Extradition is a cooperative law enforcement process by which the physical

custody of a person (i) charged with committing a crime or (ii) convicted of a


crime whose punishment has not yet been fully served, is formally transferred,
directly or indirectly, by authorities of one jurisdiction to those of another at the
request of the latter for the purpose of prosecution or punishment,
respectively.[1]
Between countries, extradition is normally regulated by treaties. Where
extradition is compelled by laws, such as among sub-national jurisdictions, the
concept may be known more generally as rendition. It is an ancient
mechanism, dating back to at least the 13th century BC, when an
Egyptian Pharaoh, Ramesses II, negotiated an extradition treaty with a Hittite
King, Hattusili III.[2]
Through the extradition process, a sovereign (the requesting state) typically
makes a formal request to another sovereign (the requested state). If the
fugitive is found within the territory of the requested state, then the requested
state may arrest the fugitive and subject him or her to its extradition
process.[2] The extradition procedures to which the fugitive will be subjected
are dependent on the law and practice of the requested state.
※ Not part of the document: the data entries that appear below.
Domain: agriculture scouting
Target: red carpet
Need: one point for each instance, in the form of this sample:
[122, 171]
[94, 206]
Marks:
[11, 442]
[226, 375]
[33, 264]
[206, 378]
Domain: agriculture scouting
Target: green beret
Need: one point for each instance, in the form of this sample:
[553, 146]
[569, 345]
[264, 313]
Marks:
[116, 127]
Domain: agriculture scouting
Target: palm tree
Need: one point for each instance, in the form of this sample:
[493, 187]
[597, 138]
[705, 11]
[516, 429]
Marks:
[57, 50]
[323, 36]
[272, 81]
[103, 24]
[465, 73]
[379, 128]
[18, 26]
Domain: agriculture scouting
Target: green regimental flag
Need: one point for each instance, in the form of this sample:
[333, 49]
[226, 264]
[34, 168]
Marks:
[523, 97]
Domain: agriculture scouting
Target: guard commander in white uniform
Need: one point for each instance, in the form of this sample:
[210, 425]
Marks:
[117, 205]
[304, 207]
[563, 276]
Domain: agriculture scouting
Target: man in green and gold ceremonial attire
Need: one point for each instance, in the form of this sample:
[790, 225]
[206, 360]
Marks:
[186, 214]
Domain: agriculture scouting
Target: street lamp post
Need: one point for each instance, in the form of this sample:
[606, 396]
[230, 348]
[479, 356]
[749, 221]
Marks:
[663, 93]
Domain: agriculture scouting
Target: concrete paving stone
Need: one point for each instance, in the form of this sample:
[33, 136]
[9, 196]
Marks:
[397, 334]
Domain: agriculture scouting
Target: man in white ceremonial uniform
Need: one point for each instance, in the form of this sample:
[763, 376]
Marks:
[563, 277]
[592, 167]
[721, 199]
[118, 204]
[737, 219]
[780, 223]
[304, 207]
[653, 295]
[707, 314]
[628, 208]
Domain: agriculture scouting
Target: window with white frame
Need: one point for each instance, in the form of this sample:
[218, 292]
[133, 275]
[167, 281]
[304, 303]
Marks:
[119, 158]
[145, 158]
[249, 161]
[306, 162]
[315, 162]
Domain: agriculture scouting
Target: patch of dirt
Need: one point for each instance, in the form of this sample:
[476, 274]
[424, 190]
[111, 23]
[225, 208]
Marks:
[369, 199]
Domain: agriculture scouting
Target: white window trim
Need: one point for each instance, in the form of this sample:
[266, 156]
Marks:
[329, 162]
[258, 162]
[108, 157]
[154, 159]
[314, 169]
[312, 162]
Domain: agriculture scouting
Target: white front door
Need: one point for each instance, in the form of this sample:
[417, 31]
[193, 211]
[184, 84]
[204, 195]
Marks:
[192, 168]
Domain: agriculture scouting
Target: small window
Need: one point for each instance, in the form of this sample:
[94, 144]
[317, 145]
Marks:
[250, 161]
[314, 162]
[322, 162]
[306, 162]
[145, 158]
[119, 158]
Extradition law in the United States is the formal process by which a fugitive found in the United
States is surrendered to another country or state for trial or punishment. For foreign countries, the
process is regulated by treaty and conducted between the federal government of the United
States and the government of a foreign country. The process is considerably different from interstate
or intrastate extradition. Florida, Alaska, and Hawaii do not extradite for a misdemeanor conviction
that was convicted in the US, as of 2010. Some felonies are an exception in American law such as a
crime that is violent in nature, or a sexual offense, or felony driving while intoxicated; they will entail
extradition from all states in the United States. Theft charges and small drug crimes are the
exception; for instance, if a minor crime is committed in Florida, a person apprehended in Idaho will
not be extradited back to the original crime's jurisdiction. Federal charges are governed by US
federal law and most states, with the exceptions of South Carolina and Missouri, have adopted the
Uniform Criminal Extradition Act. In practice, Florida, Alaska, and Hawaii typically do not extradite if
the crime in question is not a felony because of the associated costs of transporting the suspect and
the housing fees that must be paid to the jurisdiction in which he is held until transported.